Лицо престарелого министра было по-прежнему непроницаемо, он повернулся и внимательно посмотрел на фермера.
— Дело в шляпе, — ответил вполголоса Леже трактирщику.
— Тем лучше. Люблю, когда дворянам натягивают нос… А если вам понадобится для этой цели тысчонок двадцать, я вам ссужу. Но Франсуа, кучер шестичасового тушаровского дилижанса, только что сообщил мне, будто граф пригласил господина Маргерона отобедать в Прэле нынче же вечером.
— Таков план его сиятельства, однако и мы не дураки, — отозвался дядюшка Леже.
— Граф устроит какое-нибудь местечко сыну господина Маргерона, вы же никакими местами не распоряжаетесь! — сказал фермеру трактирщик.
— Нет; но если за графа стоят министры, то за меня постоит сам король Людовик Восемнадцатый, — прошептал Леже на ухо трактирщику. — Сорок тысяч его портретов, которые я вручил господину Моро, помогут мне, под носом у графа, перехватить Мулино за двести шестьдесят тысяч франков наличными, а господин де Серизи потом рад будет перекупить ферму у меня за триста шестьдесят тысяч, лишь бы землю не распродали по частям с торгов.
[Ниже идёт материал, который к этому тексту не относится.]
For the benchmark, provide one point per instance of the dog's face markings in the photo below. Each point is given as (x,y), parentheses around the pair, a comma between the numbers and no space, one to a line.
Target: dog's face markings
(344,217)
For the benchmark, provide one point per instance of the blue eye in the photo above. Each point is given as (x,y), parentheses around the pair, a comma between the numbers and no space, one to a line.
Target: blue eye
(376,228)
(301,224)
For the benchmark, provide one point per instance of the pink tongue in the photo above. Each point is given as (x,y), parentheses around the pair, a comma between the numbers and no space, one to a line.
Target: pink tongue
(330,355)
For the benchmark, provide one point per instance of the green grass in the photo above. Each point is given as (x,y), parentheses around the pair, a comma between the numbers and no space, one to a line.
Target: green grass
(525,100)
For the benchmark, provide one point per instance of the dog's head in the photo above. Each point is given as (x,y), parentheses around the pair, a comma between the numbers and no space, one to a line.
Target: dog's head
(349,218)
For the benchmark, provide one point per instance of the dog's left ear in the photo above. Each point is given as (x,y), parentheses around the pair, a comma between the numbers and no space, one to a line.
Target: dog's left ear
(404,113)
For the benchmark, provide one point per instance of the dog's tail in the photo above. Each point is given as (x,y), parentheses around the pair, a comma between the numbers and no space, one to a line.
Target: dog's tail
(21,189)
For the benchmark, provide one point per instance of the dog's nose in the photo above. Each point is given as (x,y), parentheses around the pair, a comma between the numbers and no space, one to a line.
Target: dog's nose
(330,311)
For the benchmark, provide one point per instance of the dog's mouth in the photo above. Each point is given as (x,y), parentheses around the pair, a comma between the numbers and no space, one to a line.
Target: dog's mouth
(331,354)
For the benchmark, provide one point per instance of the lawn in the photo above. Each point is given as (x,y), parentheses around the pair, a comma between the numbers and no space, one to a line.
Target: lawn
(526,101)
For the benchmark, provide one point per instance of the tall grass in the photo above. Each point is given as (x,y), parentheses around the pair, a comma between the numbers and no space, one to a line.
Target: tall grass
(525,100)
— Недурно, куманек! — воскликнул трактирщик.
— Ловко подстроено? — спросил фермер.
— В конце концов для графа ферма стоит этих денег.
— Теперь Мулино приносит шесть тысяч чистыми, я возобновлю договор по семи с половиной тысяч франков еще на восемнадцать лет. Таким образом капитал будет помещен больше чем из двух с половиной процентов. Граф окажется не в накладе. А чтобы не было обидно господину Моро, он сам предложит меня графу в качестве арендатора и сделает вид, будто только защищает интересы своего господина, поместив его деньги почти из трех процентов и найдя человека, который хорошо заплатит за аренду.
— А сколько Моро получит всего?
— Ну, если де Серизи ему даст десять тысяч франков, — так он заработает на этом пятьдесят тысяч. Но он их заслужил.
— А в конце концов наплевать графу на Прэль! Он и без того богат! — сказал трактирщик. — Я лично его никогда в глаза не видал.
— И я тоже, — отозвался дядюшка Леже, — но должен же он когда-нибудь поселиться здесь, иначе он не выбросил бы двухсот тысяч франков на внутреннюю отделку. В доме — прямо как у короля.
— Что же, Моро давно пора подумать и о своей выгоде, — заметил трактирщик.
— Разумеется; ведь когда тут поселятся господа, они во все начнут нос совать.
Граф не пропустил ни словечка из этого разговора, хоть он и велся вполголоса.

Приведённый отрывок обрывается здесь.